Smart cities sound like far off dreams, but this futuristic idea is closer than we think. Global spending on smart city initiatives is forecasted to reach $124 billion by the end of this year—an 18.9 percent increase over 2019’s expenditures on the project. After all, much of the technology needed to run smart cities, like stronger networks and sophisticated power lines, have been entering mass adoption in the past few months.
To this end, there’s no better time to take a quick look at the main inventions that make smart cities possible. Here are three of them:
Smart grids are electrical power grids that are integrated with computerized, two-way communication technology capable of controlling energy flow, providing feedback on system-wide operations, and more. Its biggest advantage is how it’s able to evenly distribute power throughout a compound by analyzing outside factors like the amount of electricity in the grid and weather patterns. For example, when there’s a lot of energy in the local grid, electricity prices are much lower. It’s during this time that smart grids provide extra power to all your appliances. Plus, manufacturers have programmed it with the ability to detect power failures in advance in order to reroute stored electricity. In other words, blackouts are a near myth. Being an area that’s susceptible to natural disasters and power outages, Tokyo has made a lot of progress in this aspect.

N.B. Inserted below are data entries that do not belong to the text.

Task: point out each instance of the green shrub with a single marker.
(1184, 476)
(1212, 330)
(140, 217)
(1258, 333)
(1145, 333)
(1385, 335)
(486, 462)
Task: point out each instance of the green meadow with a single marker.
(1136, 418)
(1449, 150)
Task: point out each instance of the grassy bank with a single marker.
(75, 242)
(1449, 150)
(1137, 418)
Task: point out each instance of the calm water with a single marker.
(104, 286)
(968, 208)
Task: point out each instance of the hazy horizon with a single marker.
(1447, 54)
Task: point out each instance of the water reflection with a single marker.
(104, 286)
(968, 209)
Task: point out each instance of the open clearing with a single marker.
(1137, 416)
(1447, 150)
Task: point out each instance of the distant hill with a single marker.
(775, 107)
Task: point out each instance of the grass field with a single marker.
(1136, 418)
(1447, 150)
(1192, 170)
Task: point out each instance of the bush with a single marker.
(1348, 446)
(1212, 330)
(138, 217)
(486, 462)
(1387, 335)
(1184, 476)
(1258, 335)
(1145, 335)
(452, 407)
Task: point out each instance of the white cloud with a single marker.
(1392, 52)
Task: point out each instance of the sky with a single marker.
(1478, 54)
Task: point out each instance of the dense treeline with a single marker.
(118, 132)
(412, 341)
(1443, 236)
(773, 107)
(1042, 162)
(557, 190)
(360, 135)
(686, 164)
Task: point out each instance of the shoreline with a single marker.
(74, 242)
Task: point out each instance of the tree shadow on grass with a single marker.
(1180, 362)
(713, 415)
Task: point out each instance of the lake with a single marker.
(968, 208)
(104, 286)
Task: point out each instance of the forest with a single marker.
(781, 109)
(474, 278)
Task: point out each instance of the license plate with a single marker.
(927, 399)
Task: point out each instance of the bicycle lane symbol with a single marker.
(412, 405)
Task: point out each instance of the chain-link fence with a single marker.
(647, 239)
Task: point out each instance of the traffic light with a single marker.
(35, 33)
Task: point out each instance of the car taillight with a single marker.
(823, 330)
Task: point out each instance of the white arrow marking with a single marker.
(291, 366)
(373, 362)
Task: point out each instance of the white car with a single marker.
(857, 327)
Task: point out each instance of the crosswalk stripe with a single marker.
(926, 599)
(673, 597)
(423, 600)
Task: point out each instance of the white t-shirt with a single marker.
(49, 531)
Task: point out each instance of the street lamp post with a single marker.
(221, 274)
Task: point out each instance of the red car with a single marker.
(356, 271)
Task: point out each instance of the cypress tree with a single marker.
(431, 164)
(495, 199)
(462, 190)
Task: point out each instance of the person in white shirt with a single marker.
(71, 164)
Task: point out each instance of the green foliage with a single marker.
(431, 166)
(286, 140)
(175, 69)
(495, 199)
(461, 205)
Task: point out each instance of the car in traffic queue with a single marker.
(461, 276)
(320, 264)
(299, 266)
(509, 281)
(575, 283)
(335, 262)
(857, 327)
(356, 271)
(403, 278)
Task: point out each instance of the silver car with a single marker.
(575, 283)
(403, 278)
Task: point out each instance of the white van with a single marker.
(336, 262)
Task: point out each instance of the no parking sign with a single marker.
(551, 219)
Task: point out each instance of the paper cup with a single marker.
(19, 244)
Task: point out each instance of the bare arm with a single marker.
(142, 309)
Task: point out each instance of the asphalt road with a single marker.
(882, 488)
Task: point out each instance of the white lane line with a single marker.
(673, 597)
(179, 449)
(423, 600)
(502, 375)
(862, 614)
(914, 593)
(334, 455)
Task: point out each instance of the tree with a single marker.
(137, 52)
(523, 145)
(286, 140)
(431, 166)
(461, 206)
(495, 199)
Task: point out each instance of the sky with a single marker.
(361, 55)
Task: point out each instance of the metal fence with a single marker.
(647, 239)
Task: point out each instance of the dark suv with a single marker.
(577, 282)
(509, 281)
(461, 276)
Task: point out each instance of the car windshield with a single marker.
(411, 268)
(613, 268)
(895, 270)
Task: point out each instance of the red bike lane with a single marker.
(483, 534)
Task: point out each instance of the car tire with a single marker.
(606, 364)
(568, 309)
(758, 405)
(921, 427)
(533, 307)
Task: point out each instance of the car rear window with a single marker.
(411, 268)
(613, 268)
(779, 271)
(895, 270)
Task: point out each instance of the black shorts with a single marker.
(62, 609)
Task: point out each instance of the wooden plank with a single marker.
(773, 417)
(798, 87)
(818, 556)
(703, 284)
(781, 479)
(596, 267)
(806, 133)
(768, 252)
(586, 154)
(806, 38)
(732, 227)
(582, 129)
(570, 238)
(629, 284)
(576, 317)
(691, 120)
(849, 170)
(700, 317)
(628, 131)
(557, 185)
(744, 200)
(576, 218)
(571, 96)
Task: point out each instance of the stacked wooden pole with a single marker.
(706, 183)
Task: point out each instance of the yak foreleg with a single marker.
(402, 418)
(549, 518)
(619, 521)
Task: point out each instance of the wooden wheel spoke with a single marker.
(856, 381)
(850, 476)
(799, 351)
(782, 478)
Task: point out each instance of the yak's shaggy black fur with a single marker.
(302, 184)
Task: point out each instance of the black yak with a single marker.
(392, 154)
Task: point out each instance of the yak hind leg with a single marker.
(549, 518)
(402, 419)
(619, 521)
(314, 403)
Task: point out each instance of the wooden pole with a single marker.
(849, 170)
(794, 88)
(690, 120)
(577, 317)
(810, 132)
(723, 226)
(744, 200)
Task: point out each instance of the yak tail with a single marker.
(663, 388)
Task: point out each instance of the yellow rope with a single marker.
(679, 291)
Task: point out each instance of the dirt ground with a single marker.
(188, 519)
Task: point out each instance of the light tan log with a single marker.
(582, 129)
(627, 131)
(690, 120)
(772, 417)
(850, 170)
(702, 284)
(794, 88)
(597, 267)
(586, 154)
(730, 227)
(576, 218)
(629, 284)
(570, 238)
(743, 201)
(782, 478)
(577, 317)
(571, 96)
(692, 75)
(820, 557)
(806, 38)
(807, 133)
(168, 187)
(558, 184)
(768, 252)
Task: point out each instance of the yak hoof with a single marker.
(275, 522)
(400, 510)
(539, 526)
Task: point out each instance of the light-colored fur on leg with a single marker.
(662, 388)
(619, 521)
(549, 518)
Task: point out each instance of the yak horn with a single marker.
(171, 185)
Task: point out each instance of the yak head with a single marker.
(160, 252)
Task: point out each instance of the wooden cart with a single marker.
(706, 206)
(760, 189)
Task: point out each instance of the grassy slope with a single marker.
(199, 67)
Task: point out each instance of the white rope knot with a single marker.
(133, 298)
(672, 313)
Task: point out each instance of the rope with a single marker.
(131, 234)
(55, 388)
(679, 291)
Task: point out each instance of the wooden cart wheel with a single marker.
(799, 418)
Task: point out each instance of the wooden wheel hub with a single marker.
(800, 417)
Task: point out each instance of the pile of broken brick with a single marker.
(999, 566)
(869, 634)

Another fundamental part of smart city infrastructure is the sensors. Every sensor requires specialized PCBs that will not only allow them to perform their designated roles, but are also durable enough to withstand the rigors of urban environments. Fortunately, designers found a solution. They perform PCB panelization using embedded board array to place components on both sides of the board, allowing for a sturdier overall design. Plus, this makes the entire production process more efficient, allowing for multiple sensors to be produced at a time. With sensors throughout the city, urban planners can place them into functions like neighborhood surveillance, traffic control, smart lighting, air quality control, and more. New York City shows the capability of sensors quite well with their city-wide water management project. If successfully implemented, households will receive sensors that will let them check their water usage every day.
Geospatial technology refers to the series of connected networks, such as GPS data points and spatial statistics, necessary to create a virtual map of an area. Google Maps and Waze are very good examples of this technology. In smart cities, geospatial technology plays a huge role in some of its main infrastructures like transportation management and waste collection. For example, Reykjavik and Paris are using it to create real-time updating electronic timetables for trains and buses. Geospatial technology can also be used in future urban planning efforts. Here in the US, Belmont engineers are in the process of using it to design residential areas to be more walk-friendly.
Smart city technologies are defined by two things: the data that they can gather from the environment and how they can use this information to help its residents live easier lives. The three points above perfectly represent this. Most of these technologies’ implementations are still in their early phases but given more time, many of our cities will evolve into something truly brilliant.